Glück und Leid können im menschlichen Leben schnell wechseln. Solche Wechselfälle hält die Musik dieses Programms wie in Momentaufnahmen fest. Aufgeschrieben vor 300 Jahren haben diese Stücke nichts von ihrer Aktualität verloren und sind durch den Sinngehalt ihrer Worte und ausdrucksstarke Vertonung zeitlos. Hoffnung auf bessere Zeiten klingt in den Beschreibungen mühsamen Lebens in schweren Zeiten immer wieder an, selbst wenn wie in Scheins Motette Siehe an die Werk Gottes der einzige Trost lautet: … den bösen Tag nimm auch für gut. Das klingt masochistisch, kann aber in schwierigen Zeiten Mut machen, wenn Menschen nicht weiterwissen, aber ahnen, dass ihr Leben wechselhaft ist und bleiben wird.

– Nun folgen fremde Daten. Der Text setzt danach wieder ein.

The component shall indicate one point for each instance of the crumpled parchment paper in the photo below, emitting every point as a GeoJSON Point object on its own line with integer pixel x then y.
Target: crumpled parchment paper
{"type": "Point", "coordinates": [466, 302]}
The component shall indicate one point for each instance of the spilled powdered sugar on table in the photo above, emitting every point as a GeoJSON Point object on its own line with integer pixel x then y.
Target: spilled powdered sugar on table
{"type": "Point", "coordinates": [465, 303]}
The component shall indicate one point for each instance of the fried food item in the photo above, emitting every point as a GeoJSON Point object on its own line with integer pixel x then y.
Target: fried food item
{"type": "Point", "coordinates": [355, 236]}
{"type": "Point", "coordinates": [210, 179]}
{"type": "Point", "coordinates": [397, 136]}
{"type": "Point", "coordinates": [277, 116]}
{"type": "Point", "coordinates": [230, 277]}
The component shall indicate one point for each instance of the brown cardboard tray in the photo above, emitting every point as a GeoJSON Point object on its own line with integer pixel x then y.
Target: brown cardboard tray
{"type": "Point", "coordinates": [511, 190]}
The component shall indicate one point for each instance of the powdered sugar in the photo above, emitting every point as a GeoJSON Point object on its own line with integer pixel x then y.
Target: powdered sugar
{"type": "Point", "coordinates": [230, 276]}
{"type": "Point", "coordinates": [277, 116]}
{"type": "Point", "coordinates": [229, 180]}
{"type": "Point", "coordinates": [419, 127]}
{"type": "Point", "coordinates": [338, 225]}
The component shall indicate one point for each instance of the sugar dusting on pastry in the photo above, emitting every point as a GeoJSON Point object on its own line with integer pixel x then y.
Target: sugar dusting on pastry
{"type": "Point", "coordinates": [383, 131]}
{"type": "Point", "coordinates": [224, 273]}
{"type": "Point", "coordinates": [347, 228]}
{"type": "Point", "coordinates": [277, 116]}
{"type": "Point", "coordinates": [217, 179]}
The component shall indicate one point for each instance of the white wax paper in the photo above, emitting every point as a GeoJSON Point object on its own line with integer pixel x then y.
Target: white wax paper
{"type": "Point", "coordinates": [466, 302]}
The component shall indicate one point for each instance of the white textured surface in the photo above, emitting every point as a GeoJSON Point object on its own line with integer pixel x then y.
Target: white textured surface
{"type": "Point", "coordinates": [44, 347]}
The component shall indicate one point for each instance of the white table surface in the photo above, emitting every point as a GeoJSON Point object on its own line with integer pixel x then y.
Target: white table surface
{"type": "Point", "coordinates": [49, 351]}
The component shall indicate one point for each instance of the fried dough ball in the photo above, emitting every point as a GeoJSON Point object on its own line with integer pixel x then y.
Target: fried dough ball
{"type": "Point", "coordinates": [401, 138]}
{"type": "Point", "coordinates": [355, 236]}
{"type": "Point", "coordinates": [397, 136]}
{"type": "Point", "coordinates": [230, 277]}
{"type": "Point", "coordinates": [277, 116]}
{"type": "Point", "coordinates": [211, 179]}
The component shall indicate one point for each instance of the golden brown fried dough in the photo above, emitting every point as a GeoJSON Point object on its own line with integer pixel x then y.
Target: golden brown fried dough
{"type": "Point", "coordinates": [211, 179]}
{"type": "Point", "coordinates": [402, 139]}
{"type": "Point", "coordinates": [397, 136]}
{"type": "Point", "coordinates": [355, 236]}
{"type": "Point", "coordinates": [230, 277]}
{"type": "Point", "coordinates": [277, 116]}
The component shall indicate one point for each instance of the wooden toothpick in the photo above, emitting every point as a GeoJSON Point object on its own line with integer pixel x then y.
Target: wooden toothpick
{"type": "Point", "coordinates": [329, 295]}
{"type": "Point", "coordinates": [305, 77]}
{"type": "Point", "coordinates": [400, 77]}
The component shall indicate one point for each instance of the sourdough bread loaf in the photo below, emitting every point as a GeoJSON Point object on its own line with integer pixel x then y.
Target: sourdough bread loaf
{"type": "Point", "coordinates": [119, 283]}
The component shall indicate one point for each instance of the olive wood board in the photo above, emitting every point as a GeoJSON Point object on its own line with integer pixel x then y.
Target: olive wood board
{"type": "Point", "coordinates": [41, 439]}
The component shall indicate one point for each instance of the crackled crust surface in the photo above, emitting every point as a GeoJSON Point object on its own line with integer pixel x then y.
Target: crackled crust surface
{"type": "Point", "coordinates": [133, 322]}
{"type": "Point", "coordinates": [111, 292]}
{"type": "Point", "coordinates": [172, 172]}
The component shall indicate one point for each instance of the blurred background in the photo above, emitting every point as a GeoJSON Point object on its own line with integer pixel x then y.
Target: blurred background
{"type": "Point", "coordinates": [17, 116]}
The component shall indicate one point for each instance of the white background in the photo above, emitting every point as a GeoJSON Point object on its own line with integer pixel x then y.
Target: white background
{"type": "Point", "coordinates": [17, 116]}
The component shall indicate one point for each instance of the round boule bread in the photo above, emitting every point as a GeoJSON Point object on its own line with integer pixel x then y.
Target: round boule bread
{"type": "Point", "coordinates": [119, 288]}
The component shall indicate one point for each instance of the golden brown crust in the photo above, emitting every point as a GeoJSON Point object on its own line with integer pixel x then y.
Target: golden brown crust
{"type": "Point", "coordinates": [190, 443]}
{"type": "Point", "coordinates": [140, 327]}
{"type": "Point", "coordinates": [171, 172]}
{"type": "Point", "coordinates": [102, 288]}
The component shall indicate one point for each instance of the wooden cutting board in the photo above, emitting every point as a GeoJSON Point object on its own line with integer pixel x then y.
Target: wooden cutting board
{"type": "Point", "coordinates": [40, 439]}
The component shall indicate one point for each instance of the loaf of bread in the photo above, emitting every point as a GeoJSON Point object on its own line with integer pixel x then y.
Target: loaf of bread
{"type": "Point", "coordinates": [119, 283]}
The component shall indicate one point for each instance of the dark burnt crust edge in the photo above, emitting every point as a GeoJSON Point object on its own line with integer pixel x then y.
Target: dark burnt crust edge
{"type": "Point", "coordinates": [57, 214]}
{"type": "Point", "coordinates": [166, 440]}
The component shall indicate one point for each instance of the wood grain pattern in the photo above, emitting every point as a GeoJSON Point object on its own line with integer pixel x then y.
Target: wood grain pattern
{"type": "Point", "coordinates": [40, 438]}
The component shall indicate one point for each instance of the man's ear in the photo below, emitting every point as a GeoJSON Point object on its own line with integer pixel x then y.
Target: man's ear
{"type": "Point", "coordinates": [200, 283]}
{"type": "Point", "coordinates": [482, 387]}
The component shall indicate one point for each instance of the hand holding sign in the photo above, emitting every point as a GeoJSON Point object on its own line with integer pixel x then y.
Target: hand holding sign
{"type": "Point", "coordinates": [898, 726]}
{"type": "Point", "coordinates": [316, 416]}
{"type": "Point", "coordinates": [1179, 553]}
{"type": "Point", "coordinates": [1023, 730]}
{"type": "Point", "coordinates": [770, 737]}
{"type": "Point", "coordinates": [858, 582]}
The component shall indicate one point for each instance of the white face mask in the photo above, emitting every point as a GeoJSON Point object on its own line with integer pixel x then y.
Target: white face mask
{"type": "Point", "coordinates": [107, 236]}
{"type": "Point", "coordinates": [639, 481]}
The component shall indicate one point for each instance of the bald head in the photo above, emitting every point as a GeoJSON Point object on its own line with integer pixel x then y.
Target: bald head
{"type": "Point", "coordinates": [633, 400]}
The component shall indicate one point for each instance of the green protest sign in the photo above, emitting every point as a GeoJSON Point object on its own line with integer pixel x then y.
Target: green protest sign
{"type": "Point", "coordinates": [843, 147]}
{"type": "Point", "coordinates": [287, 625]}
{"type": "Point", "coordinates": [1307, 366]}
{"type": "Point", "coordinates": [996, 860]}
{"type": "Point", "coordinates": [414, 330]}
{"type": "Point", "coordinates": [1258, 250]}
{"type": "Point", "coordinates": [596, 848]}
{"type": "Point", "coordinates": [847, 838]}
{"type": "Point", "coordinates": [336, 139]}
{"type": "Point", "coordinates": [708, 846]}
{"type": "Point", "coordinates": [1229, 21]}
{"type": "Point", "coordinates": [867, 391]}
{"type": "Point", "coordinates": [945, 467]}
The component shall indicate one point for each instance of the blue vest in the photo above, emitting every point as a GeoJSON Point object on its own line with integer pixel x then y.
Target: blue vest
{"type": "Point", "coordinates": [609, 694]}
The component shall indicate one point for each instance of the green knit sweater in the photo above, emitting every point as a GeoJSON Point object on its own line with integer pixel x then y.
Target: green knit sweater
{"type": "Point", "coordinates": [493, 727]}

Mut braucht auch Jephte in Carissimis gleichnamigen Einakter. Der mächtige Herrscher muss plötzlich im Handumdrehen seine geliebte Tochter opfern, um ein leichtfertig gegebenes Versprechen zu halten.
In John Blows Dialogue between Dives and Abraham versucht ein Reicher fadenscheinig und vergeblich, ins Himmelreich zu kommen. Und Lucifer stürzt in einem vergleichbaren Sketch in gnadenlose Verdammnis. Ähnliches trifft den intriganten Oliver Cromwell, den Charon mitleidlos in die Unterwelt zu peinigenden Furien treibt.
Mit ihrem düsteren Blick auf Jenseitiges erinnern diese kurzen Szenen an die englische Vorliebe für schwarzen Humor und zeigen, wie schnell gerade für Mächtige bis hin zu Politikern unserer Tage das Handeln kippen und clownesk werden kann. Shakespeare, Charly Chaplin und Monty Python haben ähnliches überzeugend dargestellt und hätten diese Szenarien vielleicht als Vorlagen geschätzt. Purcells Werke hingegen drücken auf ganz andere Weise und voller Hoffnung den menschlichen Wunsch aus, irgendwann von allem Irdischen erlöst zu sein.
Charpentier beschreibt in Reniement de Saint Pierre die Verzweiflung des in den Fluchtmodus geratenen Petrus, der seinen geliebten Freund verleugnet, um das eigene Leben zu retten. Dies und weitere zeitlose Schicksale im Programm offenbaren Abgründe, die sich auch heute auftun können. Die Hoffnung stirbt zuletzt. Mit dieser einfachen Überzeugung wohnt uns Menschen jedoch eine große Kraft inne, die in der abschließenden Schein-Motette schönsten Ausdruck findet.
Konzert mit Pause. Ende gegen 22:00 Uhr.